Temporal super-resolution (Q1):
This is an interesting question, however we believe that it is going beyond the scope of our work. Any autoregressive rollout method that is not explicitly conditioned on physical time does not have the ability to achieve a finer temporal resolution compared to the data (including all our baselines). Of course, traditional temporal super-resolution methods like linear or higher-order interpolation between prediction steps, or training a designated interpolator network are an option. This is an interesting direction that other works like the DYffusion paper mentioned in the general response are already targeting.
Real-World Data Sets (Q2):
We do not see any problem with noisy, real-world data for our method. As shown in the paper, it is robust to interpolation as well as extrapolation tasks. We also experimented with running ACDM from a simple mean flow initialization on or during inference (without any re-training). We observed that ACDM was able to successfully return to a stable, oscillating prediction, without any stability problems, even from such an extreme out-of-distribution test. Thus, noisy real-world data should not fundamentally impact the approach either.
Concurrent Work (Q3):
We provide a detailed analysis compared to PDE-Refiner in Appendix C.9 in the revised version of our paper. To summarize, we find that ACDM has a range of benefits of PDE-Refiner, with the only drawback being the inference performance, as also mentioned in more detail in the general response.

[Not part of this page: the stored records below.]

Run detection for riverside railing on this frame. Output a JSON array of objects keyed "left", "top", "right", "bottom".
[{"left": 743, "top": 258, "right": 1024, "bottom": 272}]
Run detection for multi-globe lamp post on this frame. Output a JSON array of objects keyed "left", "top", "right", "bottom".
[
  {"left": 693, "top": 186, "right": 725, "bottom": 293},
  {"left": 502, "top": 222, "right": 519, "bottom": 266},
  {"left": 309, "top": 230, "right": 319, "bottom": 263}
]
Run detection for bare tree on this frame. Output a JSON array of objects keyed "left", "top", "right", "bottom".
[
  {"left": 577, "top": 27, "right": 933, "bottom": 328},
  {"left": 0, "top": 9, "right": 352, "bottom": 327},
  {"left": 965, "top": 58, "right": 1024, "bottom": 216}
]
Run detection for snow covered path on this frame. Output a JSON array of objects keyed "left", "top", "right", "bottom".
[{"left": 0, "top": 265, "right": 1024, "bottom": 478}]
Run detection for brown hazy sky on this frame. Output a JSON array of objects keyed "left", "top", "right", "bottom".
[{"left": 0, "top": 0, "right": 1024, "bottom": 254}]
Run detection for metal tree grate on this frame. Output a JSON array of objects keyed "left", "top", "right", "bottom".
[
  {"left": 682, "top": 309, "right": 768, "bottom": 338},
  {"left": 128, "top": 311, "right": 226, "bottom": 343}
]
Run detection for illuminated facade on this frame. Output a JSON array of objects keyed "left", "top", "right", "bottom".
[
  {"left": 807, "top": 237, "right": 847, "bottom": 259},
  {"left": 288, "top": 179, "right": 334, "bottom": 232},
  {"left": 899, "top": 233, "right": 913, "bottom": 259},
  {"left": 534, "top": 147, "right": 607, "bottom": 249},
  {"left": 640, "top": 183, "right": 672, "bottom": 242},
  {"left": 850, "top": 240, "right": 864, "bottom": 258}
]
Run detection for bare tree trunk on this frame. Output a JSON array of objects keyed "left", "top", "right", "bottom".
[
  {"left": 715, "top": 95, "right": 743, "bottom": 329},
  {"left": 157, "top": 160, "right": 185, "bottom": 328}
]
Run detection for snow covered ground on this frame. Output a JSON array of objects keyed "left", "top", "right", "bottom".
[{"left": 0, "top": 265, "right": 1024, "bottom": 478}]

We would like to thank Reviewer JT77 for the detailed review and feedback. In the following, we address mentioned weaknesses (W) and questions (Q).
Novelty (W1):
While the novelty of our approach with regard to DDPM is agreeably limited, we would argue that our paper nevertheless makes a valuable contribution. Exploring a direct adoption of DDPMs to flow prediction is clear gap in the concurrent work, and an important step that should be taken before moving on to more advanced methods. To achieve this, we thoroughly investigate various tasks with different difficulty, while comparing to a range of established baselines using different physically motivated metrics. We also comment on this aspect in more detail in the general response.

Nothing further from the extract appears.